Natalia Majluf Brahim (born 1967) is a Peruvian curator and historian. She was head curator of the Lima Art Museum from 1995 to 2001, before serving as director from 2002 until 2018. She was a 2011 Guggenheim Fellow and the 2018-2019 Simón Bolívar Professor of Latin-American Studies, and wrote the 2022 book Inventing Indigenism.
==Biography==
Majluf was born in 1967 in Lima, to a Palestinian-Peruvian family. She was educated at San Silvestre School. She got a BA at Boston College, earned an MA at the New York University Institute of Fine Arts in 1990, and a PhD at University of Texas at Austin in 1995. Her doctoral dissertation The Creation of the Image of the Indian in 19th-Century Peru: The Paintings of Francisco Laso (1823-1869) was supervised by Jacqueline Barnitz.

Majluf joined the Lima Art Museum (MALI) in 1988. In 1995, she became the first head curator of the museum, holding the position until 2001. In 2002, she became director of the museum. As director, she supervised a large repertoire of works and exhibitions in the field of Peruvian art. She also curated exhibitions outside of Peru, specifically at the Americas Society and the Musée du Quai Branly – Jacques Chirac. She was a University of Cambridge Centre of Latin American Studies (CLAS) Visiting Fellow in 2007. In 2011, she was awarded a Guggenheim Fellowship in History.
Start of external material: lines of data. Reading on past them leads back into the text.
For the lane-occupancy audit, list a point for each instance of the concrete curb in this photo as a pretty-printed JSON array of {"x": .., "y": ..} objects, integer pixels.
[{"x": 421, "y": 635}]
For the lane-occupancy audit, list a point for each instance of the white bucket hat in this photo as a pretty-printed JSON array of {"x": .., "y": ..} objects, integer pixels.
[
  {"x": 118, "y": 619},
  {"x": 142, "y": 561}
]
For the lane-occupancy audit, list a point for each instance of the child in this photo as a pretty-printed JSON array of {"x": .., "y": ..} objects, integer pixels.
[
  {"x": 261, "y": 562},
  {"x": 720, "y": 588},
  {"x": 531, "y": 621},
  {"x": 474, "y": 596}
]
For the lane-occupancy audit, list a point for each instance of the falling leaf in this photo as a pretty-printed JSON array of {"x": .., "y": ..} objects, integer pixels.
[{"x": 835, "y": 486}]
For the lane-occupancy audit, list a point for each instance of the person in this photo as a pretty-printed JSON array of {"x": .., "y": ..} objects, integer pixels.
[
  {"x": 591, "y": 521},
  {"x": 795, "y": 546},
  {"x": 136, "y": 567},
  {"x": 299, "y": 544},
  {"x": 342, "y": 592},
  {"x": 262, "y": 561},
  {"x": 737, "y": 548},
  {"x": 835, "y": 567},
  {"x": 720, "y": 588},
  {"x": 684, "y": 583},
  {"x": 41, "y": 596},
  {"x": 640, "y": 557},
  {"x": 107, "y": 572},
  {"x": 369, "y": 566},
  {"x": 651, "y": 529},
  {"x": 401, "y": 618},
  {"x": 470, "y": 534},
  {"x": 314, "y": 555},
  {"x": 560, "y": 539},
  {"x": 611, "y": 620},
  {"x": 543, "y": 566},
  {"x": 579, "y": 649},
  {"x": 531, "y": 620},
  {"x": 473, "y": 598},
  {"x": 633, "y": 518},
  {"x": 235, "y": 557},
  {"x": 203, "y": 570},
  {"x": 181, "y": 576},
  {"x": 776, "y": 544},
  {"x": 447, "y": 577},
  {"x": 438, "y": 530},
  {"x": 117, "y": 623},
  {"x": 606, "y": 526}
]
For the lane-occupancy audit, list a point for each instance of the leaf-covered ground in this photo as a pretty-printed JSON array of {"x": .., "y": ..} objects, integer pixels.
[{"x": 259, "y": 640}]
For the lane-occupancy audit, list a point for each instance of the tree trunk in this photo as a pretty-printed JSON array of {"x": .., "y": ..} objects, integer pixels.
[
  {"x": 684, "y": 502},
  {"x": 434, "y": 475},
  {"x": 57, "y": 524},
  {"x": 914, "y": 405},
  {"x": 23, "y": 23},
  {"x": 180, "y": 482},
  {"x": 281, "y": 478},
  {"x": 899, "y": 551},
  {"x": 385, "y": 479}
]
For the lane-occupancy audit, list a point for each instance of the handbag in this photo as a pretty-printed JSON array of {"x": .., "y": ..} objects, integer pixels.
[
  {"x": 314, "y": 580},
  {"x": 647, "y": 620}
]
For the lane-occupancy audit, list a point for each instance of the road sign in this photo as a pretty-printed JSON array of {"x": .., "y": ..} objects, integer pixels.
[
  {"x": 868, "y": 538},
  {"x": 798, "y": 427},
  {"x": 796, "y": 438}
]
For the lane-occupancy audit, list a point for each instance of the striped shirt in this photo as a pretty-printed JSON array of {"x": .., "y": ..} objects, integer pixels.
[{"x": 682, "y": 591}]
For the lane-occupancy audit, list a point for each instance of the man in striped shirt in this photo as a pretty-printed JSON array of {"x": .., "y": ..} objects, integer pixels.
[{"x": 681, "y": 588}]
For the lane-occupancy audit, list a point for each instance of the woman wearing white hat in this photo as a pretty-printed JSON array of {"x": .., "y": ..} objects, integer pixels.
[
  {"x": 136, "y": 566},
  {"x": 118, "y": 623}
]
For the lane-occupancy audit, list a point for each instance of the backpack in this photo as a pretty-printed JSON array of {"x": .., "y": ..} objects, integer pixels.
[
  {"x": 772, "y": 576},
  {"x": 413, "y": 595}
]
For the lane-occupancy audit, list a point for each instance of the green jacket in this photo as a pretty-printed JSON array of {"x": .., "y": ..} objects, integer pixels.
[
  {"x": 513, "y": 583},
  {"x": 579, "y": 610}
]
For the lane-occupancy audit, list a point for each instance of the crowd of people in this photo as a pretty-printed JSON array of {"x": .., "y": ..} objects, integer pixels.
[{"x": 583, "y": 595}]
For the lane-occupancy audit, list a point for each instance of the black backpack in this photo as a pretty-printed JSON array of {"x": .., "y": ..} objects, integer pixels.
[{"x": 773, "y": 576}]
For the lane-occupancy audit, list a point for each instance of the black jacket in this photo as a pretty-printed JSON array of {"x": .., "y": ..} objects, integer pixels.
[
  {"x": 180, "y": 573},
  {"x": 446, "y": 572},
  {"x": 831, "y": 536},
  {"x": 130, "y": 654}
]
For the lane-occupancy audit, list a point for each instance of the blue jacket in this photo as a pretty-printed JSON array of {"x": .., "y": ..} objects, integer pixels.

In 2018, Majluf stepped down as director of MALI to serve as Simón Bolívar Professor of Latin-American Studies at the CLAS, a position she held until the next year. She continued to operate as director of MALI's "Historias. Arte y cultura del Perú" resource page even after leaving MALI. She was a 2021-2022 Tinker Visiting Professor in Art History at the University of Chicago.

Majluf's historical research is centered around Latin American art (particularly Peruvian art) and post-colonial issues in visual art. She has edited and authored several exhibition catalogues and works, including El primer siglo de la fotografía: Perú, 1842-1942 (2001), Los Incas, reyes del Perú (2005), Tipos del Perú (2008), Luis Montero: The Funerals of Atahualpa (2011), Sabogal (2013) and Chambi (2015). In 2021, she published Inventing Indigenism, a history book on the depictions of indigenous people in painter Francisco Laso; it won the 2023 Association for Latin American Art Book Award. She worked for the Pontifical Catholic University of Peru's art history graduate program.